Imagine that a week before a presidential election, a radio interview surfaced in which the Republican candidate had called for, say, the abolition of Social Security. Now imagine the broadcast networks' reaction to that nugget: "We interrupt regularly-scheduled programming for this Breaking News," followed by 24/7 coverage with talking heads pondering the devastating impact on America's seniors, the overall economy, the future of Western civilization, etc. Nobel laureate Paul Krugman would be booked from now till election day, offering his pained pronouncements.
But how do those same networks react when a radio interview [YouTube after the jump] surfaces of Barack Obama in a call for the redistribution of wealth, in which he laments the Supreme Court's insufficient radicalism in pursuing redistribution and refers to the civil rights movement's failure to develop a better strategy to bring about wealth redistribution as a "tragedy?
Insert cricket-chirp soundtrack here.
When, awakening, I saw the story up on Drudge, I made it a point to monitor the crucial first half-hour of Today, Good Morning America, and the Early Show, to see how much coverage they devoted to the radio interview. Results:
- Today Show: zilch
- Good Morning America: zip
- The Early Show: nada
What makes you madder: the networks' burying of the story, or the fact that their deep-sixing of it was so predictable?

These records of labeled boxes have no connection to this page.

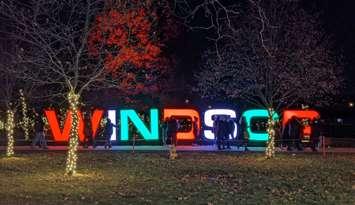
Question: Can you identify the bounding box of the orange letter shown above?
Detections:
[282,110,320,141]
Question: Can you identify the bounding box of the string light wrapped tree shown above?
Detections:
[195,1,342,158]
[19,89,30,141]
[0,0,110,175]
[0,42,22,157]
[0,0,174,175]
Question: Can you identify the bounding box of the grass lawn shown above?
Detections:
[0,151,355,205]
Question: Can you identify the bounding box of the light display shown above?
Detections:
[44,110,72,142]
[19,89,30,141]
[44,109,104,142]
[204,109,238,140]
[265,108,275,158]
[163,109,201,141]
[40,108,319,150]
[65,92,80,175]
[6,109,15,157]
[282,110,320,139]
[242,109,279,141]
[107,110,117,140]
[120,109,159,141]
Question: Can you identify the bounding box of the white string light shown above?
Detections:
[19,89,30,141]
[65,91,79,175]
[265,108,275,159]
[5,109,15,157]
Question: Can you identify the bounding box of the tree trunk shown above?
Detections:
[265,108,275,159]
[6,109,15,157]
[65,90,80,175]
[19,89,30,141]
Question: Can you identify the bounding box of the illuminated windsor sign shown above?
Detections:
[45,108,319,142]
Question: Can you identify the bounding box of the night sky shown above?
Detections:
[176,0,355,104]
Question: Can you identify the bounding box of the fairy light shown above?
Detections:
[0,120,5,130]
[19,89,30,141]
[65,91,79,175]
[265,108,275,158]
[5,109,15,157]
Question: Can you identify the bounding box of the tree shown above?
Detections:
[89,0,178,101]
[0,42,21,157]
[0,0,112,175]
[196,1,341,158]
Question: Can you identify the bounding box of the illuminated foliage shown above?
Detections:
[88,0,177,96]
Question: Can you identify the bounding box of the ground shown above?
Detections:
[0,151,355,205]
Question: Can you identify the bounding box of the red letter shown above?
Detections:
[282,110,320,141]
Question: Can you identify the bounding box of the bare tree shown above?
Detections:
[0,0,118,175]
[196,1,341,157]
[0,42,21,157]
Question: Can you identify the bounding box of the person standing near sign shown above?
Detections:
[84,112,93,148]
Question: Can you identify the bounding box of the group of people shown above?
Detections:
[32,109,321,151]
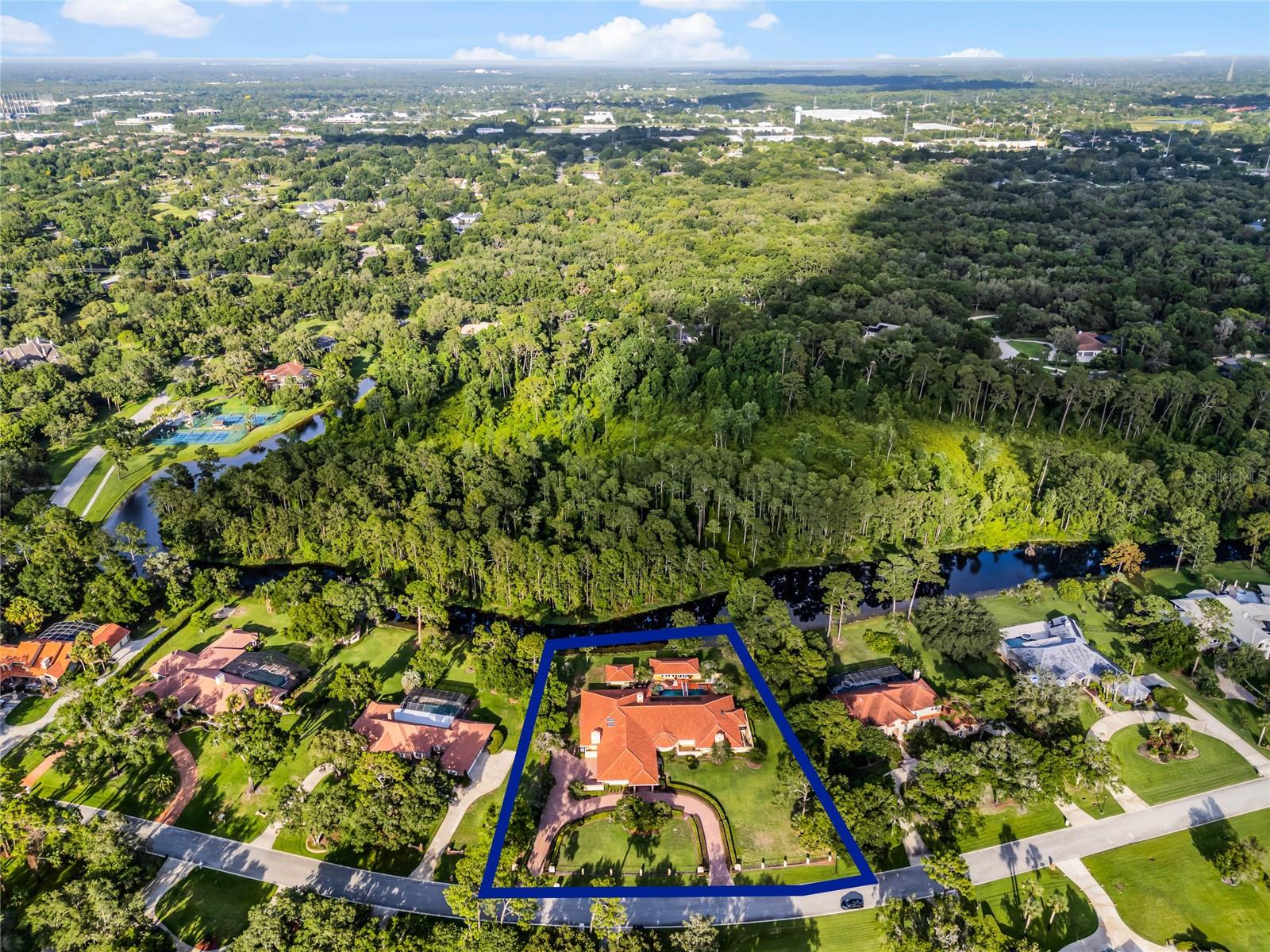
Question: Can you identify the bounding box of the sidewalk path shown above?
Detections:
[1088,701,1270,777]
[1058,859,1172,952]
[49,393,167,512]
[529,754,733,886]
[60,777,1270,929]
[252,764,335,849]
[410,750,516,880]
[155,734,198,827]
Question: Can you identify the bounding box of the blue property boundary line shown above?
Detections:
[478,624,878,899]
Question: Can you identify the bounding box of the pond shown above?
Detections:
[102,377,375,548]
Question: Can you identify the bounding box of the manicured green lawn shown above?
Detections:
[176,728,269,843]
[68,400,321,522]
[1111,725,1256,804]
[1006,340,1049,360]
[4,694,57,726]
[155,869,275,948]
[17,749,176,820]
[957,801,1067,853]
[665,719,805,866]
[1067,787,1124,820]
[833,616,1010,690]
[720,869,1097,952]
[273,781,424,876]
[1084,810,1270,952]
[983,585,1122,660]
[555,814,702,880]
[433,781,506,882]
[1164,671,1270,757]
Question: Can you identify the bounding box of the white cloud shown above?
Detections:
[0,14,53,53]
[940,46,1001,60]
[498,13,749,62]
[639,0,749,10]
[449,46,516,62]
[62,0,220,40]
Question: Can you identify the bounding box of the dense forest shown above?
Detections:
[0,67,1270,627]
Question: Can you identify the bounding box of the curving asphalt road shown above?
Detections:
[67,777,1270,925]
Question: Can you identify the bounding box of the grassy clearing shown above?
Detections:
[1084,810,1270,952]
[433,781,506,882]
[17,747,176,820]
[1111,725,1256,804]
[1006,340,1049,360]
[665,720,823,878]
[155,869,275,948]
[956,801,1067,853]
[70,398,322,522]
[4,694,57,727]
[555,812,703,882]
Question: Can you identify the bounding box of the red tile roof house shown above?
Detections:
[648,658,701,681]
[0,639,79,688]
[353,701,494,777]
[260,360,315,390]
[579,688,754,787]
[605,664,635,687]
[833,677,974,740]
[135,628,288,717]
[91,624,132,651]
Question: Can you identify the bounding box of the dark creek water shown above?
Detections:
[104,377,1249,637]
[229,542,1249,639]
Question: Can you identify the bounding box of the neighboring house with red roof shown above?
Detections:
[0,639,79,688]
[1076,330,1115,363]
[579,685,754,787]
[829,665,978,740]
[91,624,132,651]
[260,360,315,390]
[648,658,701,681]
[353,701,494,777]
[135,628,298,717]
[605,664,635,687]
[834,678,944,738]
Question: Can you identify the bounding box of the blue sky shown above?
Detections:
[0,0,1270,62]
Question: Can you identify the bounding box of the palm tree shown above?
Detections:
[1048,890,1071,927]
[146,773,176,798]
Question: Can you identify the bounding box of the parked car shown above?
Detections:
[841,892,865,909]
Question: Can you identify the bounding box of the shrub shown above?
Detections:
[485,725,506,754]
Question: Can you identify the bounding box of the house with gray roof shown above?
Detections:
[997,614,1151,704]
[1172,584,1270,658]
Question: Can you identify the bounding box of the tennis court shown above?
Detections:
[154,410,286,447]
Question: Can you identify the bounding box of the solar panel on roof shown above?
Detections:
[40,618,100,641]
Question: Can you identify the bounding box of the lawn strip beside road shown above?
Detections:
[1084,810,1270,952]
[155,869,275,947]
[1111,725,1256,804]
[57,777,1270,925]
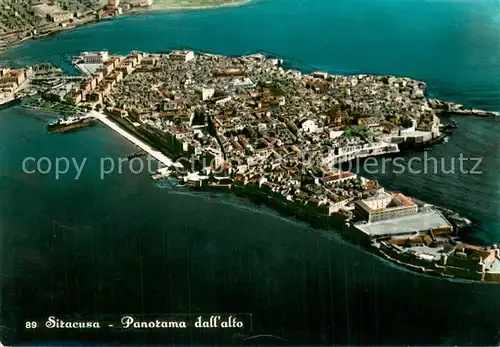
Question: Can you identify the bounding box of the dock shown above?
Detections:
[87,110,182,168]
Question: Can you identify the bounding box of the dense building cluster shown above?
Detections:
[9,51,500,281]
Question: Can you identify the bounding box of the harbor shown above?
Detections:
[87,110,183,168]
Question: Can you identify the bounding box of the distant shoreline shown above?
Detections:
[0,0,256,55]
[146,0,255,12]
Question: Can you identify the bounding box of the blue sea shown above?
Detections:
[0,0,500,345]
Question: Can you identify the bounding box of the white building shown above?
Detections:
[301,119,318,133]
[80,51,109,64]
[201,88,215,101]
[169,51,194,62]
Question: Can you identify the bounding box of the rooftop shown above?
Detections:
[354,210,451,236]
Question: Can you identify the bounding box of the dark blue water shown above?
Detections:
[0,0,500,345]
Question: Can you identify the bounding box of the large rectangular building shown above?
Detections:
[354,191,418,222]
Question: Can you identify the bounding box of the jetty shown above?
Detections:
[87,110,182,168]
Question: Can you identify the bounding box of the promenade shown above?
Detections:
[87,110,182,168]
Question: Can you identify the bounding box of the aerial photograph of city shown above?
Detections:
[0,0,500,346]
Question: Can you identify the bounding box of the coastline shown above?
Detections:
[0,0,252,55]
[6,45,500,282]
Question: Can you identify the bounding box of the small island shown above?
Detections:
[0,50,500,282]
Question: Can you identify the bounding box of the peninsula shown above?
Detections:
[0,51,500,282]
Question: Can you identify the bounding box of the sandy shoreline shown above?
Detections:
[146,0,254,12]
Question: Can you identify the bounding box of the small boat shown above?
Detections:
[127,151,147,160]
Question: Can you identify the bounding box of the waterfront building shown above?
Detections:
[0,70,26,86]
[47,11,73,23]
[353,209,453,240]
[80,51,109,64]
[355,191,418,222]
[169,51,194,62]
[317,172,358,186]
[108,0,120,10]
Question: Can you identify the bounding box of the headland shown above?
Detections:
[2,51,500,282]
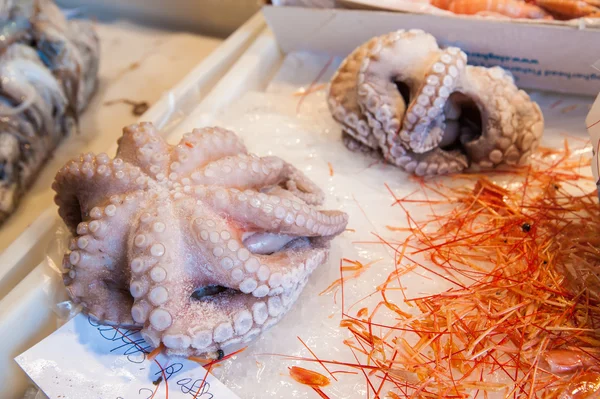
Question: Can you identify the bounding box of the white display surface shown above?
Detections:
[0,25,593,399]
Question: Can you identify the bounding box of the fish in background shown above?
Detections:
[0,0,100,225]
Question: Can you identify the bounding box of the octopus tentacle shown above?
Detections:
[129,201,197,337]
[117,122,170,181]
[52,153,150,232]
[457,66,543,170]
[171,127,248,177]
[194,186,348,237]
[283,163,325,205]
[63,191,142,326]
[327,34,377,148]
[150,268,314,355]
[400,47,467,153]
[393,143,469,176]
[185,155,285,189]
[357,30,439,155]
[191,155,324,205]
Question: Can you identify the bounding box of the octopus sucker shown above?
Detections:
[53,123,348,356]
[328,30,544,176]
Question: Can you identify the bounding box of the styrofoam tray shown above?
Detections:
[0,13,265,306]
[0,20,592,399]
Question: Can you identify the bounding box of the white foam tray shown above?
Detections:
[0,13,265,304]
[0,12,592,399]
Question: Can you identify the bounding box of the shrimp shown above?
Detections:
[448,0,548,19]
[558,372,600,399]
[542,349,600,373]
[535,0,600,19]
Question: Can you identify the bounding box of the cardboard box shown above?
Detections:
[263,1,600,96]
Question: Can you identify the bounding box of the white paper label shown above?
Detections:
[15,314,239,399]
[585,94,600,185]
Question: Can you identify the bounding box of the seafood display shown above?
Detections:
[53,123,348,355]
[328,30,544,175]
[0,0,100,223]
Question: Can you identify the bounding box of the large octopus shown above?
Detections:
[328,30,544,175]
[53,123,348,356]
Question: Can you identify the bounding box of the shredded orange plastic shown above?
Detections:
[284,141,600,398]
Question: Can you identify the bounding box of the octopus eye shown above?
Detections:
[243,233,310,255]
[192,285,235,301]
[395,81,410,104]
[440,92,483,151]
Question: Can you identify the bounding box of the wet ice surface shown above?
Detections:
[166,53,592,399]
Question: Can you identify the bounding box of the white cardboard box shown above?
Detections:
[263,5,600,96]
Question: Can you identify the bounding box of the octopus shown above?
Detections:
[0,0,100,223]
[327,30,544,176]
[53,122,348,356]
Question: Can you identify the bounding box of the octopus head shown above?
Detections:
[329,30,543,174]
[53,123,348,356]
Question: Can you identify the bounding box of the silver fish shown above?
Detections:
[0,0,100,225]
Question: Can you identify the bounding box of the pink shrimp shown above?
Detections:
[558,372,600,399]
[447,0,548,19]
[542,349,600,374]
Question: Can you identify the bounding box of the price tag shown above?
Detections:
[15,314,239,399]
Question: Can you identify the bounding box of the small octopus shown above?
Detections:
[328,30,544,176]
[53,123,348,356]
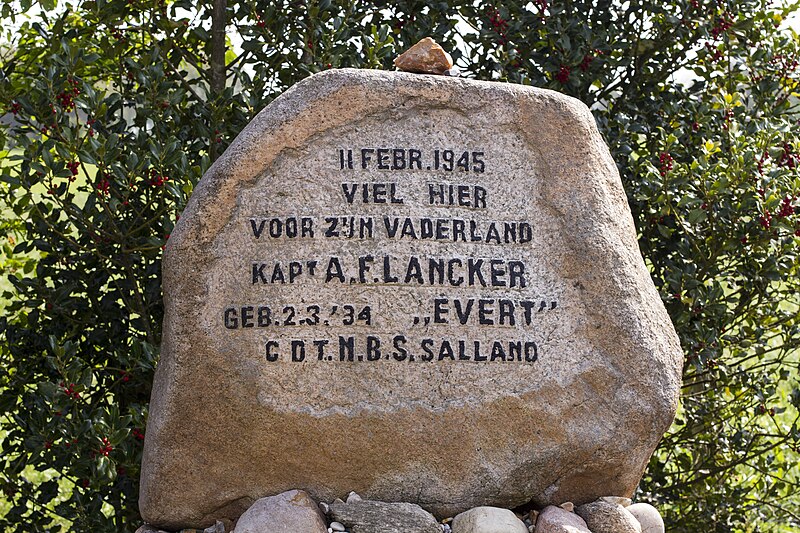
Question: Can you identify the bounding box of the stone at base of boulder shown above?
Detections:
[452,507,528,533]
[332,498,442,533]
[575,500,642,533]
[234,490,328,533]
[534,505,592,533]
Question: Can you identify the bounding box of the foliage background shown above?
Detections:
[0,0,800,532]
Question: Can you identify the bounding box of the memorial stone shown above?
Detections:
[140,69,682,528]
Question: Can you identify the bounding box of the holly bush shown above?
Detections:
[0,0,800,532]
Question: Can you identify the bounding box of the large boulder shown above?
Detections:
[140,70,682,528]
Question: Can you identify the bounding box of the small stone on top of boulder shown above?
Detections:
[394,37,453,75]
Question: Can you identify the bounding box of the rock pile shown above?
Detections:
[136,490,665,533]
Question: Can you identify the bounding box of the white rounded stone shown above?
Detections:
[627,503,666,533]
[534,505,592,533]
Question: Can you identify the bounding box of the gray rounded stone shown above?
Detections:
[534,505,592,533]
[233,490,328,533]
[452,506,528,533]
[139,69,682,529]
[575,501,642,533]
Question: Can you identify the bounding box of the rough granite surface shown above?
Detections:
[140,69,682,528]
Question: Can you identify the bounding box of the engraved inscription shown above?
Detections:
[219,146,560,364]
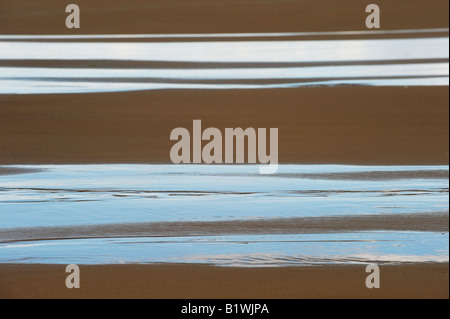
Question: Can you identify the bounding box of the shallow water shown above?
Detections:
[0,29,449,94]
[0,165,449,227]
[0,232,449,267]
[0,165,449,266]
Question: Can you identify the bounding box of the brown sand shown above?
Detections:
[0,0,449,34]
[0,0,449,298]
[0,87,449,165]
[0,263,449,299]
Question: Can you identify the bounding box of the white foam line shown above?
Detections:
[0,28,449,40]
[0,63,449,80]
[0,37,449,63]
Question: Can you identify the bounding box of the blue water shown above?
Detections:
[0,29,449,94]
[0,165,449,267]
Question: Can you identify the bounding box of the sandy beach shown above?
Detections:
[0,0,449,34]
[0,263,449,299]
[0,87,449,165]
[0,0,449,299]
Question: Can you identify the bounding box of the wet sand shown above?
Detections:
[0,87,449,165]
[0,263,449,299]
[0,212,449,243]
[0,0,449,299]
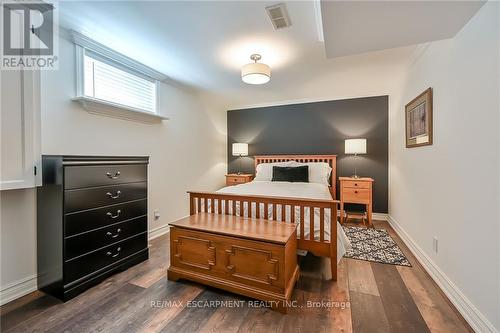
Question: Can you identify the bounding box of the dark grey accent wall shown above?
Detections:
[227,96,389,213]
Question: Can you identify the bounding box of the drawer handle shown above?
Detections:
[106,171,120,179]
[106,209,122,219]
[106,228,122,238]
[106,191,122,199]
[106,247,122,258]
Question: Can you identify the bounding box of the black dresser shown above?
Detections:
[37,156,149,301]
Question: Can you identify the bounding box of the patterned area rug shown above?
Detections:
[343,226,411,267]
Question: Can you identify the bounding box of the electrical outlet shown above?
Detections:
[432,237,438,253]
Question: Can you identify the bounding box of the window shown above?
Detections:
[83,51,157,113]
[71,31,168,123]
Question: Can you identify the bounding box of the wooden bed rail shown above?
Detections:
[188,191,339,280]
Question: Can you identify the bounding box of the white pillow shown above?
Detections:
[290,161,332,186]
[254,161,294,182]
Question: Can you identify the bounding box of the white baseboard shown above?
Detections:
[0,275,38,305]
[388,215,499,333]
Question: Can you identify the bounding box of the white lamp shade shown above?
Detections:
[241,62,271,84]
[233,143,248,156]
[345,139,366,154]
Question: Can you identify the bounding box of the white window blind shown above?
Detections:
[83,52,157,113]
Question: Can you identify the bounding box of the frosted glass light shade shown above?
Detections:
[345,139,366,154]
[241,62,271,84]
[233,143,248,156]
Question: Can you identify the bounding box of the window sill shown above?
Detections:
[72,96,168,124]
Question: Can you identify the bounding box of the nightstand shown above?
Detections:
[226,173,253,186]
[339,177,373,227]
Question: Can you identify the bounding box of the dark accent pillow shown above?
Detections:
[272,165,309,183]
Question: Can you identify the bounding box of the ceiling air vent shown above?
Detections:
[266,3,292,30]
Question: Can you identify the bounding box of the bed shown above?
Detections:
[188,155,349,280]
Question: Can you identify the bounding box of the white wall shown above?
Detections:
[389,2,500,331]
[0,32,226,302]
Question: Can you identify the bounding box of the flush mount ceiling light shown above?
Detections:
[241,54,271,84]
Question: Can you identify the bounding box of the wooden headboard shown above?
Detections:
[254,155,337,199]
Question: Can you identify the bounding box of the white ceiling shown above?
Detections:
[321,0,485,58]
[59,1,482,107]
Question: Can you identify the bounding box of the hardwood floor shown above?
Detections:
[0,221,472,333]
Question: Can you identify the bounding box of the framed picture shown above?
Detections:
[405,88,432,148]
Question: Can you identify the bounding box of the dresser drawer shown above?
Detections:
[64,164,148,189]
[342,180,371,189]
[342,188,370,204]
[64,182,147,213]
[64,199,148,237]
[65,216,148,260]
[64,232,148,287]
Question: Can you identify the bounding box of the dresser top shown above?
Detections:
[170,213,296,244]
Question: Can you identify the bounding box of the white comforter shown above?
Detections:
[217,181,351,261]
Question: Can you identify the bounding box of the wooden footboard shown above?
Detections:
[188,191,339,280]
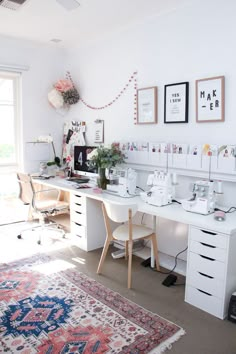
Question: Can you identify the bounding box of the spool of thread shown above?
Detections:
[172,173,177,184]
[214,210,225,221]
[216,181,223,194]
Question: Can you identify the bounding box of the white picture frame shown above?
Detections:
[164,82,189,123]
[196,76,225,123]
[137,86,157,124]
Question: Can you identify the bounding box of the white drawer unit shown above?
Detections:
[70,193,106,251]
[185,226,236,319]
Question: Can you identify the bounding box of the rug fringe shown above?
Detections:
[149,328,186,354]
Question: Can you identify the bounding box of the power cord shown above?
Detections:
[172,199,182,204]
[214,207,236,214]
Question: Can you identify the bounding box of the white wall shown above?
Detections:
[0,37,64,172]
[62,0,236,262]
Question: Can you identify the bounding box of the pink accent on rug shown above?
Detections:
[0,255,185,354]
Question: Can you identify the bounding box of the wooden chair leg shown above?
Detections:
[152,234,160,270]
[128,241,133,289]
[97,235,112,274]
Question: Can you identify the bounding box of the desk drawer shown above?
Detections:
[71,221,86,238]
[189,240,226,262]
[190,227,228,248]
[70,203,86,214]
[186,268,224,299]
[188,252,226,280]
[71,194,86,206]
[185,285,224,319]
[70,210,86,226]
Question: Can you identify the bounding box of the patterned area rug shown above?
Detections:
[0,255,185,354]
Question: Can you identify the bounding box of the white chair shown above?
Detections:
[17,172,69,244]
[97,202,160,289]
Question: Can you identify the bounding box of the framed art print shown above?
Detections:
[164,82,189,123]
[137,86,157,124]
[196,76,225,123]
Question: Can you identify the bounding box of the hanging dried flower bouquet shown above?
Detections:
[48,72,80,109]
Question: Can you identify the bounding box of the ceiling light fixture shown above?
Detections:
[56,0,80,11]
[50,38,62,43]
[0,0,27,10]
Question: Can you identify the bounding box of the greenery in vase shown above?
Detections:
[47,141,61,167]
[88,144,125,168]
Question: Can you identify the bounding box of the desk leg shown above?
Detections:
[151,215,157,268]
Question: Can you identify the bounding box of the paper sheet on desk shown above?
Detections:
[59,179,92,189]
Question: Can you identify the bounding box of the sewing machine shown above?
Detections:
[181,180,216,215]
[107,168,137,198]
[140,171,175,206]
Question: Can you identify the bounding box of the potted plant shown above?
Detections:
[88,143,125,189]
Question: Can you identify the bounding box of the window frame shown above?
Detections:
[0,69,22,172]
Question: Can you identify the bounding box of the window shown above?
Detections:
[0,71,20,172]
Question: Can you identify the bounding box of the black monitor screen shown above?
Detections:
[74,146,97,173]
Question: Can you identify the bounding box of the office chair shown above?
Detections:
[16,172,69,245]
[97,202,160,289]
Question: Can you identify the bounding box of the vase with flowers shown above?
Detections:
[87,143,125,189]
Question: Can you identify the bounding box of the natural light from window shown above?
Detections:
[0,72,19,166]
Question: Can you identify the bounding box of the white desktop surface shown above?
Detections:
[34,177,236,235]
[35,177,236,319]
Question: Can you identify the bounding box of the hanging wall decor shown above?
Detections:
[48,71,80,110]
[80,71,138,124]
[196,76,225,123]
[164,82,189,123]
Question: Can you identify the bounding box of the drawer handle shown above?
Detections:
[199,254,215,261]
[200,242,216,248]
[198,272,214,279]
[201,230,217,236]
[197,289,212,296]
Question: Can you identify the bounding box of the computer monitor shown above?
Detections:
[74,145,97,177]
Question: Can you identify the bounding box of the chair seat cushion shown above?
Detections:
[113,224,153,241]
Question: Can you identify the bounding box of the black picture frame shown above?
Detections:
[164,82,189,124]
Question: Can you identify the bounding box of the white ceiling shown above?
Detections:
[0,0,186,47]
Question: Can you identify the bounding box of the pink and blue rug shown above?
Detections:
[0,255,185,354]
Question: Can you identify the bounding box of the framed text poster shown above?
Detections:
[137,86,157,124]
[164,82,189,123]
[196,76,225,123]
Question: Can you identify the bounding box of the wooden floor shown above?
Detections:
[0,203,236,354]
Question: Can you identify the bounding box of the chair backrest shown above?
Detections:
[103,201,138,222]
[16,172,34,204]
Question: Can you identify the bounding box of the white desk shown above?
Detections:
[34,178,236,319]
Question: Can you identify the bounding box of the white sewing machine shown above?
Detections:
[181,180,216,215]
[107,168,137,198]
[140,171,175,206]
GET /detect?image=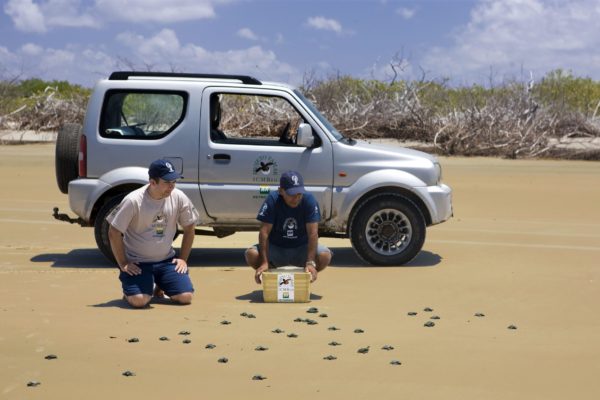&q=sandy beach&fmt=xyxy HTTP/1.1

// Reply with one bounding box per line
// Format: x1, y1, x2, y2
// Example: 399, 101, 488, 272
0, 144, 600, 400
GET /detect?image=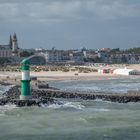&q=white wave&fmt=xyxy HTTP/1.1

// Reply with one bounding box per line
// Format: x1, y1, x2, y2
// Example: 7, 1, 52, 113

Note: While I was off watching the broadcast networks, my NB colleage P. J. Gladnick, who was on this story early, and has also detailed the Kossacks panicky reaction to it, noted that Morning Joe, on cable-network MSNBC, did get into a discussion of the issue during its second hour. We'll update later with details.
Update: Mika Suggests Obama Using 'Marxist Dialect'
If NBC, along with the other broadcast networks, was too timid to broach the radio interview, over on MSNBC Morning Joe was not. Mika Brzezinski went so far as to suggest to Obama surrogate Sen. Claire McCaskill (D-Mo.) that Obama's redistributionist rap amounted to "Marxist dialect." McCaskill claimed that all Obama was talking about was changes to the tax code. Either she hadn't read the radio transcript or she was, let's say, fibbing. In the interview, Obama advocated nothing less than a radical reinterpretation of the Constitution.
View video here.
PS: we wish Mika well in her debate/discussion this evening at Fairfield University with Monica Crowley. Contrary to a newspaper report that she would "represent" Obama, a university official has contacted me to state that while Mika "in general, she holds a liberal political view," she will not be representing any candidate but will instead share her "wisdom, experience and impartiality."
Note —Not Income Redistribution, Wealth Redistribution: Be Very Afraid
My first edition of this item spoke of Obama's support for redistribution of income. But then I saw a reader speak of redistribution of "wealth." I went back and checked, and sure enough, that's what Obama said in the radio interview. And now that I think of it, of course he also told Joe the Plumber he wants to "spread the wealth" around.
As bad as income redistribution is, it pales in comparison to wealth redistribution. Income is what people earn. Income redistribution comes about through steeply progressive income taxes. Wealth is what people accumulate over the course of a lifetime of earning. Wealth redistribution implies nothing less than government confiscation of the nest eggs people have labored all their lives to build up. Be very afraid.
And don't think it can't happen. After all, Barack "Citizen of the World" Obama looks to Europe for inspiration. A number of European countries have a "wealth tax" in which people are required to annually pay a percentage of their net worth--on accumulated wealth that was of course already taxed at the time it was earned. Extra credit to France for its socialistic name for the levy: the "solidarity tax" on wealth. Vive la revolution!
Excerpt from transcript of Obama's 2001 interview with Chicago public radio station WBEZ [via Power Line]:
If you look at the victories and failures of the civil rights movement and its litigation strategy in the court, I think where it succeeded was to vest formal rights in previously dispossessed peoples. So that I would now have the right to vote, I would now be able to sit at the lunch counter and order and as long as I could pay for it I’d be okay.
But the Supreme Court never ventured into the issues of redistribution of wealth and sort of more basic issues of political and economic justice in this society. And to that extent as radical as people tried to characterize the Warren court, it wasn’t that radical. It didn’t break free from the essential constraints that were placed by the founding fathers in the Constitution, at least as it’s been interpreted, and the Warren court interpreted it in the same way that generally the Constitution is a charter of negative liberties. It says what the states can’t do to you, it says what the federal government can’t do to you, but it doesn’t say what the federal government or the state government must do on your behalf. And that hasn’t shifted.
One of the I think tragedies of the civil rights movement was because the civil rights movement became so court focused, I think that there was a tendency to lose track of the political and community organizing and activities on the ground that are able to put together the actual coalitions of power through which you bring about redistributed change and in some ways we still suffer from that.